By Adam Popescu
Beverly Hills art dealer David Streets is one of the main players in a story that keeps getting stranger.
It
started 10 years ago at a garage sale in Fresno, when a painter named
Rick Norsigian bought a box of photo negatives for $45. Last month,
Norsigian brought that box to Streets’ art gallery for appraisal, where Norsigian learned he may be sitting on 65 Ansel Adams lost negatives, and
a good deal of money.
A press conference was called at
Streets' self-same gallery, wherein the gallery owner claimed the
negatives were in fact Adams' lost work, with an appraised value of $200
million. Authenticity claims rested on two handwriting experts'
opinions that Virginia Adams' handwriting appears on the manila
sleeves, as well as scorch marks from a 1937 fire at Adams' studio.
A
day later, Adams' grandson, Matthew Adams, disputed the findings,
questioning the credentials of the appraisers, and even going as far as
to call the events a “scam.”
In a strange twist, David
Streets told The Courier that Matthew Adams and the Adams Foundation
announced that they want to work with Norsigian, who Streets now
represents at his gallery. No images have been sold at this time,
Streets said.
On Thursday, Norsigian’s attorney Arnold Peter
called The Courier, clarifying that the Adams family agreed to further
authentification from the University of Arizona’s Center for Creative
Photography, which retains the Adams archives.
Peter, speaking on
behalf of Norsigian, said they were open to an independent panel of
experts. If the negatives turn out to be authentic, the Adams family
could claim an interest in copyright.
The Adams family
reported that at the time of Ansel's death in 1984, the estate
controlled the only 40,000 negatives. Streets disputes that number.
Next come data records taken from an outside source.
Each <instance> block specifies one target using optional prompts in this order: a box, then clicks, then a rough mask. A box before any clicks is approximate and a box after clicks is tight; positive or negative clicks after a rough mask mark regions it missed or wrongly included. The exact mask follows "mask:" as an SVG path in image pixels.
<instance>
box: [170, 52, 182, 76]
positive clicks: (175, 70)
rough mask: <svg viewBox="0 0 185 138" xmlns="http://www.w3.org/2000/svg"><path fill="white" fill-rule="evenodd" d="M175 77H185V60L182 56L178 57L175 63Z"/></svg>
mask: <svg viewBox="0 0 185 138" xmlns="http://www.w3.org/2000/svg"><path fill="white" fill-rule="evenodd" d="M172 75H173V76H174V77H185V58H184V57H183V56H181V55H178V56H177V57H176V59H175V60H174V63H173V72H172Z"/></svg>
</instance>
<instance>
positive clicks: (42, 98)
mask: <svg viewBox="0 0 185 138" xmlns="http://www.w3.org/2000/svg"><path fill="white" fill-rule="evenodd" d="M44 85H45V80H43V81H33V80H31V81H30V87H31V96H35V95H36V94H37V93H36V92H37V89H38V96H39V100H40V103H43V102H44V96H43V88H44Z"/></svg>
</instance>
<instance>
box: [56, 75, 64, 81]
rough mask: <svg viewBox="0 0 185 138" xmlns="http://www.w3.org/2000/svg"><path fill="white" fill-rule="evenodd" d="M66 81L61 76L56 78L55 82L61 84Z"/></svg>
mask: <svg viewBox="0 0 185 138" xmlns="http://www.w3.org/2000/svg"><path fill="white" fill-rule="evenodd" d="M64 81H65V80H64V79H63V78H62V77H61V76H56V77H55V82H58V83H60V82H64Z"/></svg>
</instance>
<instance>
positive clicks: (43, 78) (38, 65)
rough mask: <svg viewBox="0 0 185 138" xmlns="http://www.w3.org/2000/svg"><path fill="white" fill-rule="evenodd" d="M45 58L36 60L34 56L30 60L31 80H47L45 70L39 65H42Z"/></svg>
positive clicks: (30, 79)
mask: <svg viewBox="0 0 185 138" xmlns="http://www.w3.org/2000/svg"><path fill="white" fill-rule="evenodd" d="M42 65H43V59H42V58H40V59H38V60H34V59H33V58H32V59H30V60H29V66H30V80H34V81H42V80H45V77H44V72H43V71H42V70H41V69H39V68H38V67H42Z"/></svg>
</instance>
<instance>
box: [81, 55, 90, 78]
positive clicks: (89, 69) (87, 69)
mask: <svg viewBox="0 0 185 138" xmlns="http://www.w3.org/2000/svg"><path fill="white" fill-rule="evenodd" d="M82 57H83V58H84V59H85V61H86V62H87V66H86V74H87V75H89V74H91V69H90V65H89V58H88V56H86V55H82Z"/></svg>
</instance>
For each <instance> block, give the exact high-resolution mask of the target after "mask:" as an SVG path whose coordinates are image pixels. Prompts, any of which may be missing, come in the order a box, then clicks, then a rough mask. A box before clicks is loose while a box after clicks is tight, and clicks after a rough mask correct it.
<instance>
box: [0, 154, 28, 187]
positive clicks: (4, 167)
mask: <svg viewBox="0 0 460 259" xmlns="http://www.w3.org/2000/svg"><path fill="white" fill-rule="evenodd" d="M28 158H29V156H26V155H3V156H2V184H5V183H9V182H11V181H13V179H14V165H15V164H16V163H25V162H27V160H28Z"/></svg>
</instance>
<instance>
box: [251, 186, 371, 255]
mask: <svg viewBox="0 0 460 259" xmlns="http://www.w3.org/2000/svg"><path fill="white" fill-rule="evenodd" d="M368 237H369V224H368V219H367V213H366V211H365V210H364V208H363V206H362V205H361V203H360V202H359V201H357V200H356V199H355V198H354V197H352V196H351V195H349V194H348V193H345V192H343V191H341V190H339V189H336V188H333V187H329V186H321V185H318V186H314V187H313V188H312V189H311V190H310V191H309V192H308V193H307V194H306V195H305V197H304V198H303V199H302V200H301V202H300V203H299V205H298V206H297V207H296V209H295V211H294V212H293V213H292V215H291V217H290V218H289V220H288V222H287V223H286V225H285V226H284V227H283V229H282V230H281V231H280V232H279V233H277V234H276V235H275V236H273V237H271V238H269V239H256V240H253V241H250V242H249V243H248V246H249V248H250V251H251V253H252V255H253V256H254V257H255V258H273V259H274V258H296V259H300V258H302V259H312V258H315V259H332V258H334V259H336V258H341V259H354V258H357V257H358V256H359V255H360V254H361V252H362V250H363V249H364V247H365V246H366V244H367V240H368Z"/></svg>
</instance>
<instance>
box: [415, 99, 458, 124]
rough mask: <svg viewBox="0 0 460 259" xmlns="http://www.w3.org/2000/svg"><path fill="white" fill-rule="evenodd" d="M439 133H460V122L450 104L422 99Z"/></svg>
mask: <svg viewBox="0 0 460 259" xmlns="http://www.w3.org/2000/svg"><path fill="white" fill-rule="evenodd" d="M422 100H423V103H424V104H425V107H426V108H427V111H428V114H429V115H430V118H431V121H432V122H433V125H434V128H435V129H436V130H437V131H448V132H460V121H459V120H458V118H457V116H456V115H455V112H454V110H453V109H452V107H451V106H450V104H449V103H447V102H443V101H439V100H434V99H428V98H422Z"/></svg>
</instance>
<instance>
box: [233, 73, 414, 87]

“What's to say there couldn't be 40,065 or 42,000, 45,000,” Streets asked.
Clouding
matters further, is Streets' own checkered past. A convicted felon, he
has worked at galleries in New Orleans before coming to Beverly Hills,
wherein he left on less-than-amicable terms. When asked about his
youth, Streets described bouts with clinical depression which pushed
him into crime, including petty theft, fraud, and check-kiting.
Some
in the art world, like appraiser James M. Goodman, question the
validity of the whole situation. Goodman is a founding member of the
Southern California chapter of the International Society of Appraisers,
a former president of two auction galleries who handled the estates of
Judy Garland and Mary Pickford, and has worked as a consultant for the
FBI, IRS and The Department of Justice.
“I think there are a
number of red flags,” Goodman said. “According to international art
law, the direct heirs of an estate have final say on authentication. If
in fact, and based upon what we've heard and seen, the heirs of Ansel
Adams have disavowed any ownership whatsoever, any authorship
whatsoever, that in and of itself would seem to be to be sufficient.
But there was another thing I found interesting, and that was if in
fact they had claimed or agreed that they were by the hand of Ansel
Adams, that would have precluded all of those individuals involved in
producing them for purposes of sale from doing so.”
Buying a work of art does not necessarily buy the rights to
reproduce, Goodman said. Goodman explained that his understanding of
the law would not give Streets' gallery the right to reproduce the
images.
In an e-mail to The Courier, Streets explained the Adams Foundation's choice to side with his gallery and Norsigian.“I
think they see that they cannot discredit us, embarrass us and that we
are not going way,” he wrote. “We are focused on finding the truth of
these historic negatives and focused on only that and our upcoming
historic Beverly Hills show on Sept. 25 at my gallery.”